Version: 0.12.3

Schema Evolution

Schema evolution allows users to easily change the current schema of a Hudi table to adapt to the data that is changing over time. As of 0.11.0 release, Spark SQL (Spark 3.1.x, 3.2.1 and above) DDL support for Schema evolution has been added and is experimental.

Scenarios

Columns (including nested columns) can be added, deleted, modified, and moved.
Partition columns cannot be evolved.
You cannot add, delete, or perform operations on nested columns of the Array type.

SparkSQL Schema Evolution and Syntax Description

Before using schema evolution, pls set spark.sql.extensions. For Spark 3.2.1 and above, spark.sql.catalog.spark_catalog also need to be set.

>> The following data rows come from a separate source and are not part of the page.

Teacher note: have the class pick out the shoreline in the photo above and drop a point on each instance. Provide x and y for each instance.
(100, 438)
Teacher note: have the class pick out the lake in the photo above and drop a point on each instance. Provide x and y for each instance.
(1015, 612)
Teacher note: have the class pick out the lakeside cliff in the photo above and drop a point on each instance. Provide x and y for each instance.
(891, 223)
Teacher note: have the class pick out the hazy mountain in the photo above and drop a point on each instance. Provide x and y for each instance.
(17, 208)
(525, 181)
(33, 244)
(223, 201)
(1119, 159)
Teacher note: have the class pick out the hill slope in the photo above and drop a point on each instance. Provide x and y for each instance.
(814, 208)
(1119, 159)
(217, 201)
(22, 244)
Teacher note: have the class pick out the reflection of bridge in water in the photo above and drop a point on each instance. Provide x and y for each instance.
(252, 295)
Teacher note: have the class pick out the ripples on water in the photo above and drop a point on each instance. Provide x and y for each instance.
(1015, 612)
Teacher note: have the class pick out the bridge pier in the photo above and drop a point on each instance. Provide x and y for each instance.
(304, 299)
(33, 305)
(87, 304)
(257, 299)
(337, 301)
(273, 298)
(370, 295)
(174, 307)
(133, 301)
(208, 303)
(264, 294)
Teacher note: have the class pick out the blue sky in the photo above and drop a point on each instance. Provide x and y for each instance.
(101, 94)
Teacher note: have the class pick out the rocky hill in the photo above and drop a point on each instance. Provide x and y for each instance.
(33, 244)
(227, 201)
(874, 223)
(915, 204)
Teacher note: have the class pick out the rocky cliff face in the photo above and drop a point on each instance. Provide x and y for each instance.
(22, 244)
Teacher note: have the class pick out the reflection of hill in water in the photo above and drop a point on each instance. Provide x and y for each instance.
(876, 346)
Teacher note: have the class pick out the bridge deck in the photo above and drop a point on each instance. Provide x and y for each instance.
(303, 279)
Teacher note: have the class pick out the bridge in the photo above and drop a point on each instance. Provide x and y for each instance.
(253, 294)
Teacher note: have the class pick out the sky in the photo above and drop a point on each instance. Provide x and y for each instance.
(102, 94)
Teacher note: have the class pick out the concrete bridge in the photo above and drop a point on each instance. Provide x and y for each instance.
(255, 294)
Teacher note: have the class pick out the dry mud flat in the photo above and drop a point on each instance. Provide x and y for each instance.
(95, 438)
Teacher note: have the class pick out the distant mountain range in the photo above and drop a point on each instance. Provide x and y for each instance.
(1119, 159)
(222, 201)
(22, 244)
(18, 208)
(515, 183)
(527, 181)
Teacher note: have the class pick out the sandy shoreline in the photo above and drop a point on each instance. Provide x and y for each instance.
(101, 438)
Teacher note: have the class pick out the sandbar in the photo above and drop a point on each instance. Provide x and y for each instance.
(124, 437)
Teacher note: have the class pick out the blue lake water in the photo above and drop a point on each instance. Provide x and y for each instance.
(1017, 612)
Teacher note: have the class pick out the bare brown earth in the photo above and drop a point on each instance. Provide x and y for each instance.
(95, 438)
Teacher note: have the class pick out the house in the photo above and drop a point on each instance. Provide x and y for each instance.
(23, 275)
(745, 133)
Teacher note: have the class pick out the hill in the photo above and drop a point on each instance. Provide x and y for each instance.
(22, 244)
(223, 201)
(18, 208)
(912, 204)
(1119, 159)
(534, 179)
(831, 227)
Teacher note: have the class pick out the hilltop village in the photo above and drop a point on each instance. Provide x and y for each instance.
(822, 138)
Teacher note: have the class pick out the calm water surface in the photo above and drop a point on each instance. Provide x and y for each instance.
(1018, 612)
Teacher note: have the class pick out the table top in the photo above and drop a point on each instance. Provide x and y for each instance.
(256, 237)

# Spark SQL for spark 3.1.x
spark-sql --packages org.apache.hudi:hudi-spark3.1.2-bundle_2.12:0.11.1 \
--conf 'spark.serializer=org.apache.spark.serializer.KryoSerializer' \
--conf 'spark.sql.extensions=org.apache.spark.sql.hudi.HoodieSparkSessionExtension'

# Spark SQL for spark 3.2.1 and above
spark-sql --packages org.apache.hudi:hudi-spark3-bundle_2.12:0.11.1 \
--conf 'spark.serializer=org.apache.spark.serializer.KryoSerializer' \
--conf 'spark.sql.extensions=org.apache.spark.sql.hudi.HoodieSparkSessionExtension' \
--conf 'spark.sql.catalog.spark_catalog=org.apache.spark.sql.hudi.catalog.HoodieCatalog'

After start spark-app, pls exec set hoodie.schema.on.read.enable=true to enable schema evolution.

note

Currently, Schema evolution cannot disabled once being enabled.

tip

When use hive metastore, may encounter a problem: org.apache.hadoop.hive.ql.metadata.HiveException: Unable to alter table. The following columns have types incompatible with the existing columns in their respective positions.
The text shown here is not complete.